Tuesday, July 3, 2012

Heroic Fantasy Quarterly Issue 13 - Review

  I'm a lazy man far too often.  I set myself tasks and due dates and then I find Fallout or napping is more appealing.  Now I doubt anyone's waiting with baited breath for some new post of mine but it depresses me when I don't meet my own deadlines.  Like reading and reviewing several online magazines like I've been doing for a few months now.  What this means is that I haven't even finished reading the last two issues of Beneath Ceaseless Skies.  I've let my other site (Ape Shall Not Kill Ape - dedicated to North Shore Staten Island History and Stuff) go close to dormant for most of the spring.  It hasn't been good.
   So when I saw the new issue of Heroic Fantasy Quarterly was out I forced myself to read it almost at once.  It really didn't take much force and I'm glad I made myself do it.  Now if I can only continue to build some sort of discipline in regards to all my other duties and obligations in life.
   Heroic Fantasy Quarterly Issue 13 is graced with a gloomy bit of art by Jonas Jakobsson called "Watched by Owls".  Inside are three stories and two poems.  HFQ's standards are high and the result is consistently excellent collections of stories.
   "A Game of Chess" by David Pilling is a well told Arthurian tale, something I'm always game for.  It's narrated by King Arthur's foster-brother, Sir Kay, and tells how Sir Gawaine's impetuosity in dealing with a Black Knight and a fairy woman forces Kay into a chess match with Oberon, King of the Fairies.  Kay soon realizes he's playing for more than his comrade's freedom but the instead the fate of all England.  
  The middle story is Alex Marshall's "Renegade", a post-apocalyptic piece with shades of Games Workshop (the protagonist's got a "smeltagun"), a blind seeress, raiders, and ferocious plant men.  Dyer, a weary soldier, comes to the Sanctuary of Tsippi seeking the home of the Hundered-Handed God.  Marshall's brutal world, torn by endless wars and raids is vividly presented.  Dyer is tough and broods with the best of them, but it reads like a truncated piece of a much longer story.  

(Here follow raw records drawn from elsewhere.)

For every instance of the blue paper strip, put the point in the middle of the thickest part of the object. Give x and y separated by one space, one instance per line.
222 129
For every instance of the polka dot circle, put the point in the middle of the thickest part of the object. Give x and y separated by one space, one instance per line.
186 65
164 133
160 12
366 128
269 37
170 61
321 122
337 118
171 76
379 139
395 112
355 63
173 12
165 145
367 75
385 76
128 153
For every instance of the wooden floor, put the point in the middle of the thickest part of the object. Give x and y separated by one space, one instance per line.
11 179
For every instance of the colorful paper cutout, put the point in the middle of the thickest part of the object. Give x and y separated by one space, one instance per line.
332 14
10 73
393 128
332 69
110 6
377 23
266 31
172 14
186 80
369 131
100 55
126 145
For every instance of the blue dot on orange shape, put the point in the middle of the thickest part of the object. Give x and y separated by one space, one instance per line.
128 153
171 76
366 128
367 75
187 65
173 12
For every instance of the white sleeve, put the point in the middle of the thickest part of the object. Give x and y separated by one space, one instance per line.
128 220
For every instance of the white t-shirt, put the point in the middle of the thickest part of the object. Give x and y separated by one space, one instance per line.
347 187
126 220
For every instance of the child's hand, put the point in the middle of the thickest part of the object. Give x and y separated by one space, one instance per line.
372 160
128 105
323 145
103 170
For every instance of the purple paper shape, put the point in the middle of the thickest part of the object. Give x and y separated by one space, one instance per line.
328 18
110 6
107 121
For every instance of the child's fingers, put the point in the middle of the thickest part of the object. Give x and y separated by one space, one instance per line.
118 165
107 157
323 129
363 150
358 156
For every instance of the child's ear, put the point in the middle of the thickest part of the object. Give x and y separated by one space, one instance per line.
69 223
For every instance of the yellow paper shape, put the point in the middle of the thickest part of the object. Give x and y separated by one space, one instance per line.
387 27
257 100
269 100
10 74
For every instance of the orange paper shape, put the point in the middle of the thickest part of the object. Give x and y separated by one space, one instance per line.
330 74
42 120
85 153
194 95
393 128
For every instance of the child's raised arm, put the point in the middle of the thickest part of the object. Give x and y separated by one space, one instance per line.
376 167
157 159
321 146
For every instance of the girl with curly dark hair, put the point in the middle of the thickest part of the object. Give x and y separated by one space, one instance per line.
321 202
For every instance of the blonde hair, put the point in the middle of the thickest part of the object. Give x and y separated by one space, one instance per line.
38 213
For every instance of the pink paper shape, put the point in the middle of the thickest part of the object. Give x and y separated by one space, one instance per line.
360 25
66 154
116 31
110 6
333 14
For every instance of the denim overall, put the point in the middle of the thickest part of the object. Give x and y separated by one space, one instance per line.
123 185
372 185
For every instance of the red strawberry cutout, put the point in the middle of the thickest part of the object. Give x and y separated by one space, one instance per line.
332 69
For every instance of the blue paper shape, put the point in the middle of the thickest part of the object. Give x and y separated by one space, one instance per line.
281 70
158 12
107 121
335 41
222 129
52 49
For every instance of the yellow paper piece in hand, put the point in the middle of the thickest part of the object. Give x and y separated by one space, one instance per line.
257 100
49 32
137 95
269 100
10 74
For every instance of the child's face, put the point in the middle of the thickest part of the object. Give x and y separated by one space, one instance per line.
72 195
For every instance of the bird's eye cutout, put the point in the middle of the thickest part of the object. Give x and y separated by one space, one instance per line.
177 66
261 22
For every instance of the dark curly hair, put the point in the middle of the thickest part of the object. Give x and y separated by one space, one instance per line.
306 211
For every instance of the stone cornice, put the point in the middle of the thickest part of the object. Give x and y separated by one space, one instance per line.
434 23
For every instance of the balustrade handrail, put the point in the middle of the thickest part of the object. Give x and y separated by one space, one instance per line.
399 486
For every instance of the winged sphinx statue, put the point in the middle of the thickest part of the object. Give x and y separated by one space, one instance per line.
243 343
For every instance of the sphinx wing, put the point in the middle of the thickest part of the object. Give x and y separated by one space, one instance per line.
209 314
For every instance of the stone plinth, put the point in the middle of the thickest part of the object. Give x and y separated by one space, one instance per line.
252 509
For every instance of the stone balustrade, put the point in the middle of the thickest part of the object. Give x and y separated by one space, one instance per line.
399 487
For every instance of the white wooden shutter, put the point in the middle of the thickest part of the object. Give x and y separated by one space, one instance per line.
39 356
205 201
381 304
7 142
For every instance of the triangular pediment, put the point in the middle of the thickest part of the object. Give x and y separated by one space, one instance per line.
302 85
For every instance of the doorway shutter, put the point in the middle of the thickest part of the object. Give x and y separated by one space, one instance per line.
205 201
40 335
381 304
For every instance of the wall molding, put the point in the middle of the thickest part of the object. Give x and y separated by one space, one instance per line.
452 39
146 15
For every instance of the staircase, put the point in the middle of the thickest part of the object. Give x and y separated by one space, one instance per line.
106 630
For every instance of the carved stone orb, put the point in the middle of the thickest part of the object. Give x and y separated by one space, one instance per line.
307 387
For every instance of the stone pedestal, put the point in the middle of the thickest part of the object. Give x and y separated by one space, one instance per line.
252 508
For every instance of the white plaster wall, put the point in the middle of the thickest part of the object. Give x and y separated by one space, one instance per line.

   We get a see the horrific violence in Dyer and what malign past deeds drive him and he gets a quest to carry out in hopes of psychic rest and it ends there.  Its conclusion just felt too inconclusive.  Marshall has several other stories set in his world of Pangaia (a post meteorstrike devastated Pangaea Ultima) and I hope to read them at some point (see first paragraph).
   In my review of HFQ Issue 12 I noted that Seamus Bayne's "Crown of Sorrows" could serve as jumping off point for a much longer story.  Kudos to me for noting the obvious.  Bayne returns in Issue 13 with the continuation of mercenary Ordwin's struggles against his malefactor, the sorcerer-king Thiesius.  Undeterred by the baleful transmogrification worked on him in the previous story, Ordwin has marched on Thiesius' royal city and laid siege to it.  

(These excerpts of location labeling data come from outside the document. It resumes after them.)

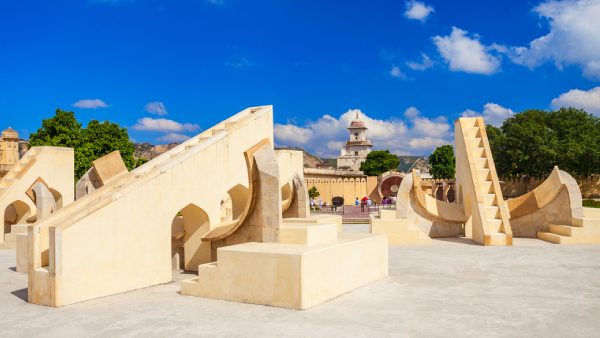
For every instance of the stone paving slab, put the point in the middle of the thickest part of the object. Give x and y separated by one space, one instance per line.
452 288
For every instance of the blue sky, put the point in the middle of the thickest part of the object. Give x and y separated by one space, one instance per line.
169 69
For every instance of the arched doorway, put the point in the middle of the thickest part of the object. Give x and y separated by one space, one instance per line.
390 185
57 199
187 248
15 213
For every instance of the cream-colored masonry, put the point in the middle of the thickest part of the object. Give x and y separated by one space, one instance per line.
55 166
348 188
478 185
129 221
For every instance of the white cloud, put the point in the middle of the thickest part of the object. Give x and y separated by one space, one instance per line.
411 112
238 61
325 137
424 64
428 127
574 37
93 104
467 54
580 99
335 146
397 73
164 125
156 108
493 114
173 137
290 134
418 10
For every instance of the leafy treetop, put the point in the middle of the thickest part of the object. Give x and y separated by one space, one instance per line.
532 142
313 193
89 144
443 165
379 162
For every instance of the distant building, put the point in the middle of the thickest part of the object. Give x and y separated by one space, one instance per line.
9 150
356 148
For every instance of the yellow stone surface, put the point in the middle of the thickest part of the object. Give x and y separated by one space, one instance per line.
398 231
306 233
315 219
54 166
478 187
292 276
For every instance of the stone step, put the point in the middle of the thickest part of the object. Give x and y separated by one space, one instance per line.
481 162
489 200
320 219
591 212
554 238
498 239
307 234
487 187
494 225
484 175
566 230
478 152
492 212
472 132
476 142
585 222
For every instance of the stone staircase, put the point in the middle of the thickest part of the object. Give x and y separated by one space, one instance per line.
20 167
487 181
583 230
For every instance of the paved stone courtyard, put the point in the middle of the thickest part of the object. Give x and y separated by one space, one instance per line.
451 288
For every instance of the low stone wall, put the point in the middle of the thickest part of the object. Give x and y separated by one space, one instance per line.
349 189
556 212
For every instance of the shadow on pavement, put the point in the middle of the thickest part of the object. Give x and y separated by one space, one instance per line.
21 294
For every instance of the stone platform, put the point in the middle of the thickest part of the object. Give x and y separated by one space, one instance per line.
292 275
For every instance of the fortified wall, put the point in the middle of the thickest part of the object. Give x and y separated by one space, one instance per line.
348 188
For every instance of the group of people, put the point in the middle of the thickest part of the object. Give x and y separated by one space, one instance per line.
390 200
367 201
316 204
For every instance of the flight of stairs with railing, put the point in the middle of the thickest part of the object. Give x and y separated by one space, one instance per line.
486 181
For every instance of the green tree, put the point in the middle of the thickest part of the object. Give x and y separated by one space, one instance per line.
378 162
443 164
89 144
312 192
532 142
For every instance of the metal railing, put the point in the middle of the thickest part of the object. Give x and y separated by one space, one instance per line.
6 167
375 207
327 209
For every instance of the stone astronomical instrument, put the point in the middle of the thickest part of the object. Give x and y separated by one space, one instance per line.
389 185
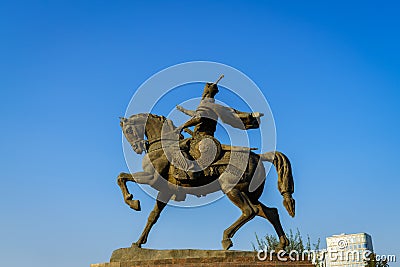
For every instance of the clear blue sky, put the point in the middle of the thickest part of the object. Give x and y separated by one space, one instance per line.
329 69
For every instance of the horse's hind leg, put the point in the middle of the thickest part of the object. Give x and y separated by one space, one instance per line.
271 214
161 202
248 212
137 178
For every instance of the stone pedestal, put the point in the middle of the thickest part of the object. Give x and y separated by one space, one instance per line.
132 257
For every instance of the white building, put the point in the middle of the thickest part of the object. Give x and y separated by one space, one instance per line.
348 250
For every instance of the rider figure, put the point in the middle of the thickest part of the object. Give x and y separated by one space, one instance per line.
205 121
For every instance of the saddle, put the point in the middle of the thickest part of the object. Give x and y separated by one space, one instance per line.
206 154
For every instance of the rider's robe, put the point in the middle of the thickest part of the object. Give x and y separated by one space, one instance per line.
233 117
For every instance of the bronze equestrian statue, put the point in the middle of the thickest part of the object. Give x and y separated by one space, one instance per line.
173 165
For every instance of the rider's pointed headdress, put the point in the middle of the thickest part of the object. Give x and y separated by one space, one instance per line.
211 89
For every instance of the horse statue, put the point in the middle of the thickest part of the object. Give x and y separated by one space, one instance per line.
158 173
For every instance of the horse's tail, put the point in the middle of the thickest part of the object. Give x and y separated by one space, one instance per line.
285 178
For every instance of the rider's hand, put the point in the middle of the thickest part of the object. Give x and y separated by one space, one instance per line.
178 129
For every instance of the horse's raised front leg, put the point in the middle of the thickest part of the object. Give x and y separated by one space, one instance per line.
248 212
161 202
271 214
138 177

   Bayne's characters are solid.  In "Crown of Sorrows", both Thiesius and his guard captain, Kadir, were vivid and more than one-dimensional. Ordwin, as narrator, was more so.  In "Dance Upon Sand", Ordwin provides much more of his history giving the reader deeper understanding of what made him the man he has become.
   At the end of "Crown of Sorrows" there was sense of triumph in Ordwin's acceptance of his fate and his fire for revenge.  "Dance Upon Sand" takes much of that away yet it still manages to find a transcendent victory for Ordwin that makes it an almost surprisingly potent story.
   Thee two poems are "Advice on the Slaying of Wurms" by Michelle Muenzler and "Advent of an Apocalypse" by Bethany Powell.  I preferred the former and its advice on the less apparent dangers met when facing a wurm to the latter's description of a valkyries in action.
   Heroic Fantasy Quarterly is good stuff.  So there you go, check it out (remember, it's free!).